TL;DR

File count alone is useless for estimating migration time. What matters is the size distribution: millions of tiny files are IOPS-bound, large files are throughput-bound. Profile your dataset first, then estimate each portion separately. syncopio’s discovery scan profiles your dataset automatically and the assessment phase gives you accurate transfer time estimates based on real benchmarks — not guesswork.

Your boss asks: “How long will the migration take?” You check the file count. 1.2 million files. You estimate four hours. It takes nineteen.

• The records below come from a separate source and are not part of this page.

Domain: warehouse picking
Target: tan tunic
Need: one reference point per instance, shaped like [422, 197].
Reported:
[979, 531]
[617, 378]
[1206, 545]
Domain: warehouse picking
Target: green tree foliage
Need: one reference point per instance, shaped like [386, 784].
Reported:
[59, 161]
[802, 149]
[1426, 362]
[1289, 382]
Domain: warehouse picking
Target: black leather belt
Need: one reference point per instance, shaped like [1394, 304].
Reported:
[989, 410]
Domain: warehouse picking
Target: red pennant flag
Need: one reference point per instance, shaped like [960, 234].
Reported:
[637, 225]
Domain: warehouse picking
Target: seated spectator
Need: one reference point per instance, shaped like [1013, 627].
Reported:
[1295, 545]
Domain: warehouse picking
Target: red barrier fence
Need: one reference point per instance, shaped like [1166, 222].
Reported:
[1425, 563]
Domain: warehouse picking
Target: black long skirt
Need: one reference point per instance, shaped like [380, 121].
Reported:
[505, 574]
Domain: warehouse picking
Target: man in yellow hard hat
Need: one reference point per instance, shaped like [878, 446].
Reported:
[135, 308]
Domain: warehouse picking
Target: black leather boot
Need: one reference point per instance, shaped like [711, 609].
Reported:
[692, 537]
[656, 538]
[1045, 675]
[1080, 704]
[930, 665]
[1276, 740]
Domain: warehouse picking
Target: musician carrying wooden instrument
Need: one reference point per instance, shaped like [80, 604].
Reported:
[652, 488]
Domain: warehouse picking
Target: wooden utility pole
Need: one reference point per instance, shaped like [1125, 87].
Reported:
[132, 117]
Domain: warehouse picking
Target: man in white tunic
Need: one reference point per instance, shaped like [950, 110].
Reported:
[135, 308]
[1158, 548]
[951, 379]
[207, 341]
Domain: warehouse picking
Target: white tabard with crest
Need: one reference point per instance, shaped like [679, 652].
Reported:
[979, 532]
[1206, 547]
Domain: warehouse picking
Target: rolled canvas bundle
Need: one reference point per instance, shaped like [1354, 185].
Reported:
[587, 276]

Or the reverse. You tell your boss nineteen hours, block the weekend, send the maintenance notice to 400 users. It finishes in two. You look like you don’t know what you’re doing.

Both happen because file count, on its own, is a useless number. It tells you almost nothing about how long the migration will actually take.

A million files could be 80GB or 1.5TB

Here’s the problem. “1.2 million files” could mean:

1.2 million tiny config files averaging 4KB each. Total: about 5GB. Mostly metadata overhead.
1.2 million video renders averaging 400MB each. Total: about 480TB. Mostly raw throughput.

Same file count. Completely different workloads. Completely different timelines. Completely different bottlenecks.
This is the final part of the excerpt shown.